During one of those occasions when my child’s focus was an endless string of talking on the phone, my immediate thought was, “You are so busy using that phone, that you forgot the one who gave it to you. You should be spending some of that time talking to me!” This is one of the times when it remained a thought and did not come out of my mouth.
It would be wonderful to say that the words stayed in my head because I showed restraint and controlled my tongue, but that is not what happened. The truth is as soon as the thought crossed my mind, I felt that familiar tug in my heart. In that moment, my thought became the voice of God saying to me, you’re so busy (fill in the blank), that you have forgotten the One who gave it to you.
Am I too busy using and spending time with the opportunities the Lord has provided, that I have forgotten to spend time with Him. How about money? Am I so busy – even being a good steward of the resources God has entrusted to me – that I forget to spend time with the Owner. Or even worse, that I have allowed the gift to receive more of my attention than the Giver.

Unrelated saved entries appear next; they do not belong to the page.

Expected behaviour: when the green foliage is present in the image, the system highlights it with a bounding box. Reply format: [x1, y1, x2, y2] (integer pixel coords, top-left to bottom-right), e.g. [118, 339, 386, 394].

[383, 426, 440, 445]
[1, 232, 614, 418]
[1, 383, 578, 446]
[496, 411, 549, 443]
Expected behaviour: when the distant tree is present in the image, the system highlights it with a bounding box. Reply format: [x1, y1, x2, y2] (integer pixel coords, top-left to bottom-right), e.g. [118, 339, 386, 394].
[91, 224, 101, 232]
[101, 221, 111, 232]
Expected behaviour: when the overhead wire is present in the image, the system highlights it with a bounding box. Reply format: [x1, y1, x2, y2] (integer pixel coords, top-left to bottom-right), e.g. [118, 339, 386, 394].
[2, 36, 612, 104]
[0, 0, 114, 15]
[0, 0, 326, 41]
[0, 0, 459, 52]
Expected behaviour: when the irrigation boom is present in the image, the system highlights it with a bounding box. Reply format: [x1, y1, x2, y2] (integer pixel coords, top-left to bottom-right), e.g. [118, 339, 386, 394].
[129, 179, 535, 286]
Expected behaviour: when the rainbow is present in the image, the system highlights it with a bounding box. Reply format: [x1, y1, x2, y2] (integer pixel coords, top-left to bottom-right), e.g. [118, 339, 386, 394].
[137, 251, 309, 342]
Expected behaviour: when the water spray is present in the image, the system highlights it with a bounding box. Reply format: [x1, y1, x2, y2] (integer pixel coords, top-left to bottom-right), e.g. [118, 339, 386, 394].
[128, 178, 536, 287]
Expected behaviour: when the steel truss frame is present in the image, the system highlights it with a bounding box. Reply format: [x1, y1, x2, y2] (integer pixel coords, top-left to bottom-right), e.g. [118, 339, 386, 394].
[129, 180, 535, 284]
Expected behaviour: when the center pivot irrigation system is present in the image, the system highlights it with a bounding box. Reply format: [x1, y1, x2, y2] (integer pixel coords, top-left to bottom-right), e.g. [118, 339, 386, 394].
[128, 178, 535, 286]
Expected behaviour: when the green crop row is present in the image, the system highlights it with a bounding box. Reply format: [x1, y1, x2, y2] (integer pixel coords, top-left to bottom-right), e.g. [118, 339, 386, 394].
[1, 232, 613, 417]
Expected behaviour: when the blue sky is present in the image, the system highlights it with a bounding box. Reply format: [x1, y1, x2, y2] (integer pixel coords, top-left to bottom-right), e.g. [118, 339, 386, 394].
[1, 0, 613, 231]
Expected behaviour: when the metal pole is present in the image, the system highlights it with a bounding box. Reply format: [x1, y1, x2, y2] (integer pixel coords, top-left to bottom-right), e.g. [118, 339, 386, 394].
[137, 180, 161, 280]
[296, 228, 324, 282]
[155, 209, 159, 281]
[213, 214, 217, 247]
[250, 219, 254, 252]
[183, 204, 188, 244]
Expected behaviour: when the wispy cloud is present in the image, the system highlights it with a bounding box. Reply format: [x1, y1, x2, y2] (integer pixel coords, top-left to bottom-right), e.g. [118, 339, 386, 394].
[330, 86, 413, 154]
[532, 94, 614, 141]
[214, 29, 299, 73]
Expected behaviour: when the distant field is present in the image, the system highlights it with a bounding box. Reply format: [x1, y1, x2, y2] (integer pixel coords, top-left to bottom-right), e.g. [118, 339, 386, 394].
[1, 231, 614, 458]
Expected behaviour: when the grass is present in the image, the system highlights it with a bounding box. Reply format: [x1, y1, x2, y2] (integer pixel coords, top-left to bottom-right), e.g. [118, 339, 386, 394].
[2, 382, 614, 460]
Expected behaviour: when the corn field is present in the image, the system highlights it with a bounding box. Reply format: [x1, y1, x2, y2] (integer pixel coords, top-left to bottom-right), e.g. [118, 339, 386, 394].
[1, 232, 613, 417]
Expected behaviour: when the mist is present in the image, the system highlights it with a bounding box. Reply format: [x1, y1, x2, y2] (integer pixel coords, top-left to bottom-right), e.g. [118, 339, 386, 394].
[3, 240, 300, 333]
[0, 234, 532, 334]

I am grateful that the “ouch” is a reminder of my heart’s true priorities to ‘Love the Lord your God with all your heart and with all your soul and with all your mind.’ * The reminder is a chance to turn my attention to God and to not allow Him a spot on the sidelines. In those moments, I am reminded of what happens without those nudges from the Lord.
Yet I hold this against you: You have forsaken the love you had at first. Consider how far you have fallen! Repent and do the things you did at first. If you do not repent, I will come to you and remove your lampstand from its place. Revelation 2:4-5
Thank you, Father for turning my attention, focus and love to you! Help me to continue to love You, not the things that You provide.